FULL STORY: Electrical drive blamed for chairlift fatality
State officials reported that an electronic drive control was cause for the December chairlift fatality at Ski Granby Ranch, according to a report released late last week.
The Colorado Passenger Tramway Safety Board released its report Thursday afternoon that detailed findings of the months-long investigation into the incident on the Quickdraw Express that ultimately claimed the life of Texas resident Kelly Huber.
The 151-page report, of which 138 pages are appendices, was complied over a period of roughly three months. While the heavily technical report laid out the cause of the incident, it stops short of placing direct blame on any specific party.
Huber and her two daughters fell from the resort’s Quickdraw chairlift Dec. 29. Huber, 40, succumbed to a ruptured aorta caused by the blunt force trauma of the fall, while her two daughters, ages nine and 12, sustained non-fatal injuries.
Granby Ranch CEO Melissa Cipriani released a statement to Sky-Hi News on Sunday that indicated the resort was reviewing the report.
“This is a 151-page report that deserves careful review,” Cipriani stated. “Granby Ranch continues to comply to all tramway board directives.”
She concluded the statement by offering condolences to the Huber family and stressed the resort’s commitment to the “health and safety of its guests.”
Drive system at fault
Findings and eyewitness accounts led investigators to believe that the performance of the new drive system was the primary cause of the incident, according to the report.
The drive system is the machine that moves the “rope,” or cable, along the mountain.
“It is the conclusion of the investigation team that the selected tuning of the drive, combined with the natural harmonics of the lift system, along with rapid speed changes, caused the rope instability,” the report indicated.
The report went on to assert that the new drive system was not “comprehensively tuned” to the particular lift during its installation.
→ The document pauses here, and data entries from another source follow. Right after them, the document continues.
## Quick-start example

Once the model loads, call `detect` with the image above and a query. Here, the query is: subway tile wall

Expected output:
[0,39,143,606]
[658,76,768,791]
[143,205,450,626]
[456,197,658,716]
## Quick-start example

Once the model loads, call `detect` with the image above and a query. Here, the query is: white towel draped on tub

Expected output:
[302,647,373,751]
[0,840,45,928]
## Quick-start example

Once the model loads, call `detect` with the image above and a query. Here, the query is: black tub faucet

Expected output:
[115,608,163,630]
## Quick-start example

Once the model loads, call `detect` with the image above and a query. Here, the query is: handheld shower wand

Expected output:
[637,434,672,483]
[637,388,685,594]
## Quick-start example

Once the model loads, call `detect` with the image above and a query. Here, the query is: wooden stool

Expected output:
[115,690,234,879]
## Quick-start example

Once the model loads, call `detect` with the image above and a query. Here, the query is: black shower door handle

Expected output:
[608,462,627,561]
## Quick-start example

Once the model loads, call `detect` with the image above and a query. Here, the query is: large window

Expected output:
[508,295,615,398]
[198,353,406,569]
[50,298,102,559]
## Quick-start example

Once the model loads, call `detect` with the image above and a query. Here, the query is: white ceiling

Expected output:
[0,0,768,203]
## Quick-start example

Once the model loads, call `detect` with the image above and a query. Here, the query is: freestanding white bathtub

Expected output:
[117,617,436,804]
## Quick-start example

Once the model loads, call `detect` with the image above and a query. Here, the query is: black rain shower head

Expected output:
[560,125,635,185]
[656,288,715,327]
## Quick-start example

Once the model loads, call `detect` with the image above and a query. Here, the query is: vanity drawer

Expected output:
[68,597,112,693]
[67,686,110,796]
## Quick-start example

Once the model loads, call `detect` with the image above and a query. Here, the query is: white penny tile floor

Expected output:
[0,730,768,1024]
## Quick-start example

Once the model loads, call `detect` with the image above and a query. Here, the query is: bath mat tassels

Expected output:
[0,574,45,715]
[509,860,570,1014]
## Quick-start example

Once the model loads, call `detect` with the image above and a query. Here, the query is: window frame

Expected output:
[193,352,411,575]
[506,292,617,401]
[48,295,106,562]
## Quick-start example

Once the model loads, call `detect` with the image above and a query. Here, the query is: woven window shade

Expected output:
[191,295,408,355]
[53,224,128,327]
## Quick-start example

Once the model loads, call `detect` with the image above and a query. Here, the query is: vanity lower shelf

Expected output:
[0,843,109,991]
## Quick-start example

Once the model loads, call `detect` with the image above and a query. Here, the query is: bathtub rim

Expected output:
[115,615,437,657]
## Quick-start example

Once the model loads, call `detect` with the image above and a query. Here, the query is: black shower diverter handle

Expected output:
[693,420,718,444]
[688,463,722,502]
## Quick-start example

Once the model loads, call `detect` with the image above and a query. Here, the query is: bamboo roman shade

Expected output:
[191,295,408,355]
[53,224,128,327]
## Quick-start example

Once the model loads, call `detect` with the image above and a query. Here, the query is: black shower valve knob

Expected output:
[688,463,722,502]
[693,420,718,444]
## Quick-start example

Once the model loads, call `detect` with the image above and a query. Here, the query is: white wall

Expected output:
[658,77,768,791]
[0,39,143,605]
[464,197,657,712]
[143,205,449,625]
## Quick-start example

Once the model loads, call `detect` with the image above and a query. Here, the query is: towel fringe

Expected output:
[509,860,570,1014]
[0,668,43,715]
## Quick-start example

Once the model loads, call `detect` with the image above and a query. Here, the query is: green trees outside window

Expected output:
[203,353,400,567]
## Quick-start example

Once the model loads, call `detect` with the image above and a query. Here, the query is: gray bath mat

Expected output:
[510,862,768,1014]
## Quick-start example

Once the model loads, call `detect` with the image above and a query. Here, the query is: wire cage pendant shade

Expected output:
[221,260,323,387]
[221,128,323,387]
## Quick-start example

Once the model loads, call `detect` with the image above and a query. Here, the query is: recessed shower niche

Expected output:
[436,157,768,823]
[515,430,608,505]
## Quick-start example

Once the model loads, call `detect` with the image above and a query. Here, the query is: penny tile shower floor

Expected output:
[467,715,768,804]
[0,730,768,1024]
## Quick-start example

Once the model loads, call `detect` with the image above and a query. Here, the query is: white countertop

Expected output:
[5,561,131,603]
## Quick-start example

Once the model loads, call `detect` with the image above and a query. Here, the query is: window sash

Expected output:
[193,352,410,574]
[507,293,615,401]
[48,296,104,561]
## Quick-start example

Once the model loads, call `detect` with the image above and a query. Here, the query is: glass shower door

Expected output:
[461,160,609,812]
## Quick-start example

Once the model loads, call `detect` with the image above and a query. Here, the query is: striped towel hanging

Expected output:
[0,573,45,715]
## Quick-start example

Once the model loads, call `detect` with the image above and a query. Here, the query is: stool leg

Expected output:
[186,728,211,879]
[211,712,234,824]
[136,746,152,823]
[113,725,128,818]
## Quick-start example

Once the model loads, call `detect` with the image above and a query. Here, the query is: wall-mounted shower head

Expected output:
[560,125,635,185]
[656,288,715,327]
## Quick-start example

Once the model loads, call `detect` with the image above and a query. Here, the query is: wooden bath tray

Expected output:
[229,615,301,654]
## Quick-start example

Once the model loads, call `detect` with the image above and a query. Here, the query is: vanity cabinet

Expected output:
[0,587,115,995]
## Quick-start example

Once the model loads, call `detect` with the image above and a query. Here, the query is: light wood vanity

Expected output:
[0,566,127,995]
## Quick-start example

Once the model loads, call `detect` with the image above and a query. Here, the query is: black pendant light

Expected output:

Electrical controls for the Quickdraw were modified in early December, according to the report. Ski Granby Ranch had submitted all required documents for modification of the new drive, a board inspector tested the lift modifications in early December and the lift was licensed on Dec. 15. During multiple acceleration tests, neither the inspector nor any of the personnel who witnessed the test reported any unusual rope dynamics, the report stated.
“The investigation team remains steadfast in its opinion that the existing configuration of the electronic drive and the original, pre-modified, low-voltage control system were unsafe for public operation,” according to the report.
One day prior to the report’s release, the Colorado Passenger Tramway Safety Board had tabled further action on the incident, forwarding the matter to the state’s Office of Investigations for potential disciplinary action.
An event like none other
Investigators noted the unprecedented nature of the event throughout the report.
“No one on the investigative team has ever witnessed or heard of a similar event,” investigators stated. “Likewise, literature does not describe such an event.”
In eliminating potential causes, investigators found there was no passenger misconduct nor were weather conditions unfavorable.
A statement released by Cipriani in mid-January, in the investigation’s early stages, indicated that the lift had been operating safely since its installation 16 years ago and “up until an independent contractor made modifications to the lift’s electrical drive/control system before the start of the current season.”
Cipriani indicated in the statement that preliminary investigation had revealed the cause to be the independent contractor’s modification of the lift’s electrical drive/control system.
Though investigators identified two contributing factors: drive modification and influence of speed changes.
It was confirmed by the report that the lift’s drive parameters might have created pulses of energy that could explain rope instability.
“It is probable that the combined effect … may have resulted in the drive trying to respond too aggressively to lift demands when changing from fast to slow and back to fast again,” the report stated.
Such unstable lift dynamics could only be re-created by making rapid changes in lift speed with the newly installed drive, according to the report.
Several witness statements included in the report reported multiple changes in the lift’s speed just prior to the incident.
For future safety
Investigators suggested Ski Granby Ranch employ a series of 10 action items, above and beyond current national and industry safety standards to ensure public safety in the future.
Among the suggestions were installation of speed change time delays, stop time delays, analog drive modifications and installation of a “black box” on all aerial lifts that collects data on starts, stops, speed changes and other parameters affecting lift cable dynamics.